Ronalyn Briones | September 28, 2018
We do not have to go far to realize that poverty is all around us. Whenever we see an example, it is easy to feel pity and sympathy for those whose plight we wouldn’t wish for ourselves or anyone. Some of us go as far as empathizing with them — feeling their pain as if it were our own. But it’s always the answer to the question, “what do we do from here?”, that sets one apart.
There are those who think poverty can be eradicated by giving the poor what they need. So they give them money, food, homes, and schools, among others. But, sadly, their concept of serving stops there. While dole outs could temporarily address the urgent needs of the poor, they are not sustainable and could, at times, make things worse.

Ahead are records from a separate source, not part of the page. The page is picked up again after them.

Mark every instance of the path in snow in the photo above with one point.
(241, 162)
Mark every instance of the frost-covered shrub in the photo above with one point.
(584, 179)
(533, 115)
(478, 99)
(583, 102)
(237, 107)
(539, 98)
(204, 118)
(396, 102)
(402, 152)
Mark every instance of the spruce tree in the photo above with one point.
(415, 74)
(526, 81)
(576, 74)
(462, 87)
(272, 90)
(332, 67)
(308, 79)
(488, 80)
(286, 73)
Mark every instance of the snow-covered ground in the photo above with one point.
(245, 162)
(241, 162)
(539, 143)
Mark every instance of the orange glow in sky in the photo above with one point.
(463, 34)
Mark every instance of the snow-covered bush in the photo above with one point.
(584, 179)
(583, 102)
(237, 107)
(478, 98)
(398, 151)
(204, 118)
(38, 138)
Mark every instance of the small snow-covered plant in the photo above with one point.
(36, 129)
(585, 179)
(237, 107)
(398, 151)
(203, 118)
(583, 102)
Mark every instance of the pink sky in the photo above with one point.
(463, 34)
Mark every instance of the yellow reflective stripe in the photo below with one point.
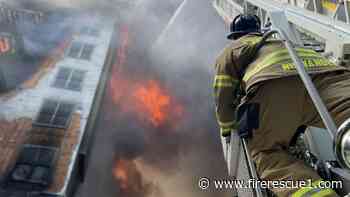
(324, 192)
(278, 60)
(313, 190)
(251, 40)
(284, 52)
(300, 192)
(226, 124)
(286, 57)
(223, 77)
(309, 64)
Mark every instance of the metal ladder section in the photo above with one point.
(334, 33)
(236, 147)
(283, 26)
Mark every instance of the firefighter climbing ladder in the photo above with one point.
(293, 23)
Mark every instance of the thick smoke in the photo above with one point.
(168, 160)
(171, 159)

In Aboitiz, we always seek better ways to co-create communities that are safe, empowered, and sustainable. And as a community relations specialist in one of its business units, I take it as a challenge to ensure that our own host communities feel that they are a major part of this aspiration. Activities after activities and I still ask myself, “Are we nearing our goal? Are we really making a difference?” But it is these questions that always drive me to try harder not only for myself but for the host communities we live with. To leave our communities better than we found them — for me, there is no better and more compassionate way of driving change for a better world than this.
It is this “baon” that I bring with me whenever I go out to attend immersions and seminars. I always look for best practices, which may be implemented when I go back home. This is the reason why I was so excited when Aboitiz Foundation announced that it included an immersion activity as part of the Aboitiz ABC Summit 2018.
I’ve known about some of Gawad Kalinga’s programs since I was in high school. I remember volunteering a few times in painting some of the houses they built. But it was my first time to hear about GK Enchanted Farm and what it does to help alleviate poverty. And surprised I was.
I was sleepy when we got to the site but was instantly awakened by the beauty of the place. The place was relaxing and yet it invites one to start moving. And when the kids — no, young entrepreneurs, started talking, I was convinced that this place was indeed magical. It is slowly changing not only the lives of its students but also the communities where they belong to. You give the poor an opportunity to change their lives and that of their neighbors and they will gladly welcome it.
And these youth, they dream big dreams. I couldn’t forget the sparks in their eyes as they talk about how they plan to change the poor mindset of other people and how they are going to invite them to be part of the change they are envisioning. They knew it would not be easy and it would take time, but the day they said yes to the program was also the day they vowed to be part of the solution in addressing poverty.
The planned tour around the farm was a memorable one. Every step taken was a step towards understanding human compassion — of how the vision and action of the farm’s founders led to a community of equally compassionate individuals, whose social enterprises not only benefit their own families and the program itself but as well as that of the communities where they operate.
I loved the intricate details of how each enterprise came to life. My favorite was the silk-weaving. It entails a long process of waiting for the silkworms to build a cocoon, to convert them into a thread, and to finally weave them into beautiful fabrics. For me, this is a metaphor for the transformation one has to go through to get out of poverty.
This trip is a beautiful reminder to us development practitioners that even little things matter. To advance both business and communities can be frustrating at times but if we cling tighter to our mission, we would remain grounded and motivated.
Compassion entails action. And I am glad that I am reminded that just like in the GK Enchanted Farm, we in Aboitiz practice it every day. We are creating different versions of enchanted farms in our own host communities, magically transforming them by working together for a shared mission: creating boundless societies where a person’s actions create a ripple of beautiful change to our communities.
Indeed, ending poverty is a commitment to act and take part in this mission that makes all the difference. One person, one community at a time.